Алексей постелил в боковой комнате, где всю жизнь спал. Дед Тимофей остался в кабинете, со светом. Он листал книгу, потом сказал:
— Алеша… Сейчас, в этот твой приезд, я много буду говорить. Это не старческая болтливость, это — сознательно. Много передумано, Алеша, и кое-что понято. Но время уходить, не сегодня, так завтра. Вот и отдаю тебе. Что-то, но пригодится. Бесконечность меня страшит.
— Какая? — громко спросил Алексей, но тут же понял и привстал на кровати.
— Обыкновенная бесконечность, — ответил дед Тимофей. — Все понимаю и принимаю. Но бесконечность страшит. Я же человек. Здесь как-то приезжал Толя Батаков. Он старше тебя, но ты должен помнить. Батаковы у Старицы живут. Он физик, неплохой парень, но простоват. Мы с ним беседовали, о бесконечности зашла речь. А он так легко говорит: я ее осязаю физически, вижу. Нет, думаю, не физически, а весьма абстрактно. И слава богу. Потому что человек, ощутивший бесконечность, должен сойти с ума от ужаса. Бесконечность небытия при бесконечности пространства и мира — страшна. Был бы предел, какой угодно, тогда легче. Но нельзя, потому что в небытие любая, даже очень большая, но конечная величина — мгновение. А бесконечность — тяжеловато… — вздохнул дед Тимофей. — Ладно, спи.
— Хорошенькое «спи», — засмеялся Алексей. — Это ты мне вместо снотворного подкинул: бесконечность?
— Ничего, — успокоил его дед. — Ты заснешь. Молодой.
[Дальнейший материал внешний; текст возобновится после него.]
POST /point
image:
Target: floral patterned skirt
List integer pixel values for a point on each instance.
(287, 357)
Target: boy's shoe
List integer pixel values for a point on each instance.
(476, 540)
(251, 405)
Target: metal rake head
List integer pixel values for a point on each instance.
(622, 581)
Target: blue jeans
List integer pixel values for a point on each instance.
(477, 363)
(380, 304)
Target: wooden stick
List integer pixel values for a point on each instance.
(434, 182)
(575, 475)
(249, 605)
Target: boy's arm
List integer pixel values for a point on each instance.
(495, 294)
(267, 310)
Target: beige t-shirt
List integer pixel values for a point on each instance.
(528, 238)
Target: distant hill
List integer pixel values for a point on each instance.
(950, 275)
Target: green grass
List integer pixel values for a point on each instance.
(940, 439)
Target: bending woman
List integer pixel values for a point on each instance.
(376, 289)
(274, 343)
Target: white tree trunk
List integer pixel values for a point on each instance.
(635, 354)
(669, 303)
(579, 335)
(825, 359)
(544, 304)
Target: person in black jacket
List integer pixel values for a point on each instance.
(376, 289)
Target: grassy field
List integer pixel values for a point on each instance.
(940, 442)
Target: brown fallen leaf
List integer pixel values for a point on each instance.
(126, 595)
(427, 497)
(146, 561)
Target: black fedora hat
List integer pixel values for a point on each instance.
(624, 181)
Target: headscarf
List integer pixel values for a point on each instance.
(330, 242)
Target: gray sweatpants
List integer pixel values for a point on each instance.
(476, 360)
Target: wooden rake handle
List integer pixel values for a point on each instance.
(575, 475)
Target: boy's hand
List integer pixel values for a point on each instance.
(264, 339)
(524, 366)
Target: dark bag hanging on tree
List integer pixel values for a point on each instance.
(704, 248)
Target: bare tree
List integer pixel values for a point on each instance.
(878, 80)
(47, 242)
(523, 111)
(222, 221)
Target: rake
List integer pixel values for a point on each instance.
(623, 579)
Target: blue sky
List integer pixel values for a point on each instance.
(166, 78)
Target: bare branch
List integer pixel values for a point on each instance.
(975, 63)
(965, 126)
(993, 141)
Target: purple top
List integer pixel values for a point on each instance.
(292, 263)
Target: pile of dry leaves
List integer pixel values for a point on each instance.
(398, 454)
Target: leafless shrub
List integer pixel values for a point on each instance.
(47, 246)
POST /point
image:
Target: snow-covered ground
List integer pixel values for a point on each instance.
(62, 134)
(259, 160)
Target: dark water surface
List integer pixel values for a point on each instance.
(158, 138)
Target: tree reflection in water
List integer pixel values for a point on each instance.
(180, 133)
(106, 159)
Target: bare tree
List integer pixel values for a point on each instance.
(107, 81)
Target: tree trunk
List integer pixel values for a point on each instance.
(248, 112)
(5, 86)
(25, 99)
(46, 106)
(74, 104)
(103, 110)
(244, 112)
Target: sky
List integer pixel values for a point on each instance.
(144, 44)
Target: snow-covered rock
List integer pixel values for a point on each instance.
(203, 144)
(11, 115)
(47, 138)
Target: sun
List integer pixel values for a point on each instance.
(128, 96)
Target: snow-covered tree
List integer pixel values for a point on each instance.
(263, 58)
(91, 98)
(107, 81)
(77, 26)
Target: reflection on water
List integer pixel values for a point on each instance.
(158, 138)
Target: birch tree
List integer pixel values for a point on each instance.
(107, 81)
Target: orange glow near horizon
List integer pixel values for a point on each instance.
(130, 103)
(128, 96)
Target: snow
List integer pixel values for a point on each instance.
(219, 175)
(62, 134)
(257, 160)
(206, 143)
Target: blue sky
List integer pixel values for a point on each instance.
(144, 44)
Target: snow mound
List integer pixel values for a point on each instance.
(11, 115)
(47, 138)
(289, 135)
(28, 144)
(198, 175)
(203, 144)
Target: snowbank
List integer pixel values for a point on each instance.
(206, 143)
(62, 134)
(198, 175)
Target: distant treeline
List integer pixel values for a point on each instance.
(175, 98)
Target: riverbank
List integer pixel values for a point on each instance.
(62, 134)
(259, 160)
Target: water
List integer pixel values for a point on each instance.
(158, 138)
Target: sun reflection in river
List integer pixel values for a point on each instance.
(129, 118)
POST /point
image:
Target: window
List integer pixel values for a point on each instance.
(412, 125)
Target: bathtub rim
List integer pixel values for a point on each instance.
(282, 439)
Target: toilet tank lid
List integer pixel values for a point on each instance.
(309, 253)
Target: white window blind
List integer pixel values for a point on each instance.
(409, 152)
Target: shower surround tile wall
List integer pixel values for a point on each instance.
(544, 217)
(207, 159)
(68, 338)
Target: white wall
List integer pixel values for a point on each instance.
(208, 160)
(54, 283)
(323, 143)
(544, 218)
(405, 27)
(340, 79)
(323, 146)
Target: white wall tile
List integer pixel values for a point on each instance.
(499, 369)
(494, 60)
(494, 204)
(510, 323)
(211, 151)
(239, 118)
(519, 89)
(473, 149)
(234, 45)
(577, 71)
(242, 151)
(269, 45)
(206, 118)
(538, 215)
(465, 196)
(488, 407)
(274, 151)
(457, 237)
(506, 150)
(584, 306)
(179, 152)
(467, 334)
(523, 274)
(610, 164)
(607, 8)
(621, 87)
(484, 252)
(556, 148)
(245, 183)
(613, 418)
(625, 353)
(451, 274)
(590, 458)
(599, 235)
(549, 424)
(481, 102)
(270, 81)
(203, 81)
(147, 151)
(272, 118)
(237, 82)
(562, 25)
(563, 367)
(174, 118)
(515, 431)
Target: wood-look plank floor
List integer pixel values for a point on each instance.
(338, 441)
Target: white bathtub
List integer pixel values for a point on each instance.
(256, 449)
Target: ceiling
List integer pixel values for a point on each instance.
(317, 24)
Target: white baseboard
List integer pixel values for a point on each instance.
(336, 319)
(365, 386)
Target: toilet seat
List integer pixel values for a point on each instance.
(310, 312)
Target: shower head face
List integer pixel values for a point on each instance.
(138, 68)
Алексей и вправду уснул, но не вдруг. Закрывались глаза, но видели Дербень-озеро и хутор откуда-то с высоты, с Поповского ли бугра, с Лебедевской горы. Хутор лежал уютно, над водою, в садах. Дедова усадьба — на самом обережье: огород, ульи под грушами, мостки и лодка. Видения наплывали легким сном, но то была явь, потому что озеро шумело за окном. Алексей вскидывался, уходила дрема. Озеро по-прежнему шумело, дербеневские стены берегли его, старое доброе ложе покоило — все, словно в детстве, говорило: «Спи, спи…» И приходила тоска по детству, по дням его, когда все было возможно и так просто, стоило лишь сказать волшебные слова: «Дедуня, я…» — все исполнялось.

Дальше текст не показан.